2.5. DNA extraction and genotyping

We conducted genetic analyses on all of the tissue samples collected in 2014. For 2015–2017 samples, we included a subset of ~50% of the samples, where every‐other study pool was included in the final analysis. We chose to subset the samples in the later years after preliminary analyses from 2014 revealed consistent results with a smaller number of samples. In total, we analysed n = 4,517 fish. For analyses around changing genotype frequencies, we focused on n = 3,081 fish that were captured systematically during electrofishing surveys. A breakdown by year, location, sample pool and age class for these fish is given in Table ​Table1.1. Raw sequence data are available at NCBI, SRA accession: PRJNA599015.

Number of pools and fish that were included in genetic samples in 2014–2017 by sample location

We conducted DNA extractions and restriction site‐associated DNA capture (RAD capture, or RAPTURE) using the methods and bait sets described in Ali et al. (2016). Briefly, DNA was extracted from caudal fin tissue using a bead‐based protocol, and SbfI RAD libraries were prepared and captured through hybridization with 500 unique RAPTURE baits distributed across all 29 chromosomes in the O. mykiss genome. We used an Illumina HiSeq to sequence libraries using paired‐end 100‐bp (2014 samples) or 150‐bp reads (2015–2017 samples). We demultiplexed sequence data using custom scripts (Ali et al., 2016) and used the MEM algorithm of the burrows–wheeler aligner (bwa; Li & Durbin, 2009) with standard parameters to align sequences to a rainbow trout genome assembly (https://www.ncbi.nlm.nih.gov/assembly/GCF_002163495.1/). We used samtools (Li et al., 2009) to filter alignments (unmapped reads, supplementary alignments and nonprimary alignments were removed, and only properly‐paired reads were retained), sort alignments, remove PCR (polymerase chain reaction) duplicates (using both samtools [rmdup] and picard tools [MarkDuplicates], https://broadinstitute.github.io/picard/) and index binary alignment map files (see Table S2 for number of reads retained at each step).

We used Analysis of Next Generation Sequencing Data (angsd) for all RAPTURE sequencing data analyses (Korneliussen, Albrechtsen, & Nielsen, 2014). We inferred major and minor alleles of sites with a high probability of being variable (SNP p < 1e−6) from genotype likelihoods. We estimated allele frequencies assuming a fixed major but unknown minor allele (Kim et al., 2011). Sites were included if they had a minor allele frequency >0.05, and had data in a minimum of 50% of the samples. From here, we created two sets of genotype files for analyses, one that could be used for PCAs and include a maximum sample size without a bias in data quality per individual, and another that could be used for descriptive genetics. For the first genotype type, we used a single read sampling approach, where, for each individual, a single base from each site passing the above filters was randomly sampled and used for downstream analyses.
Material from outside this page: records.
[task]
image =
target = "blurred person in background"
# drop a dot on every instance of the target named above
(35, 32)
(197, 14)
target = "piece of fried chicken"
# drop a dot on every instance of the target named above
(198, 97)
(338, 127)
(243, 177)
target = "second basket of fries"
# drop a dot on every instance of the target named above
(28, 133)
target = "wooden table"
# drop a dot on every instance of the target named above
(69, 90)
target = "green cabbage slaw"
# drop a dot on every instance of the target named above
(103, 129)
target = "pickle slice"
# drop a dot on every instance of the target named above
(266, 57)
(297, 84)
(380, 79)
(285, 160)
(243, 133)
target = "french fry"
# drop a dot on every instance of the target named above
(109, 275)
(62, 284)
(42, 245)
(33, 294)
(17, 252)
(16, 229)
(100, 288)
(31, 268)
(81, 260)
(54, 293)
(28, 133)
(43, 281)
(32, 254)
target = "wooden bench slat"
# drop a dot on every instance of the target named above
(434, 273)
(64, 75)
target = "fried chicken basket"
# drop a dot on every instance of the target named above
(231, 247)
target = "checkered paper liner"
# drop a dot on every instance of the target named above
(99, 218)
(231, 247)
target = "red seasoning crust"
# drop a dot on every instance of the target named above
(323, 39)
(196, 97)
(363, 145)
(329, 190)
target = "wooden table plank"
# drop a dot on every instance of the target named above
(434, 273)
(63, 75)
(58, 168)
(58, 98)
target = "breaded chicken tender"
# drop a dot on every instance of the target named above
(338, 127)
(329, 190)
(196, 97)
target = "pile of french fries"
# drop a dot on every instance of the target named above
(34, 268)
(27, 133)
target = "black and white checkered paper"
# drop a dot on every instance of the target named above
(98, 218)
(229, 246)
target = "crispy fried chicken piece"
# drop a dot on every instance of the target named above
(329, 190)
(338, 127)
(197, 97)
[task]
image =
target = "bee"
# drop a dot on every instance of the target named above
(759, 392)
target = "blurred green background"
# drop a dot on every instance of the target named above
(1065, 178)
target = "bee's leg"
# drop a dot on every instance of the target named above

This approach creates an “identify by state” (IBS) matrix and mediates the effects of coverage difference (number of sequence reads) between individuals and facilitates the use of samples with low coverage, thus allowing a larger number of samples to be included in downstream analyses than is possible with other approaches (see also Kelson, Miller, Thompson, O'Rourke, & Carlson, 2019). We used a discriminant analysis of principal components (DAPC) (Jombart, Devillard, & Balloux, 2010), on the IBS matrix with only SNPs on Omy05 (n = 415 SNPs) to assign individuals to migratory, heterozygous or resident genotype groups (described further in Kelson et al., 2019). Second, we called genotypes for all SNPs located on the 500 RAPTURE baits (i.e., SNPs that were enriched during sequencing and therefore had relatively high coverage) using a uniform prior and posterior probability cutoff of 0.95 and refer to this approach as “called genotypes” (n = 473 SNPs). We used the called genotypes to calculate metrics of genetic diversity (described below). Genotype data sets used for analyses in this paper are available on Dryad (Kelson et al., 2020).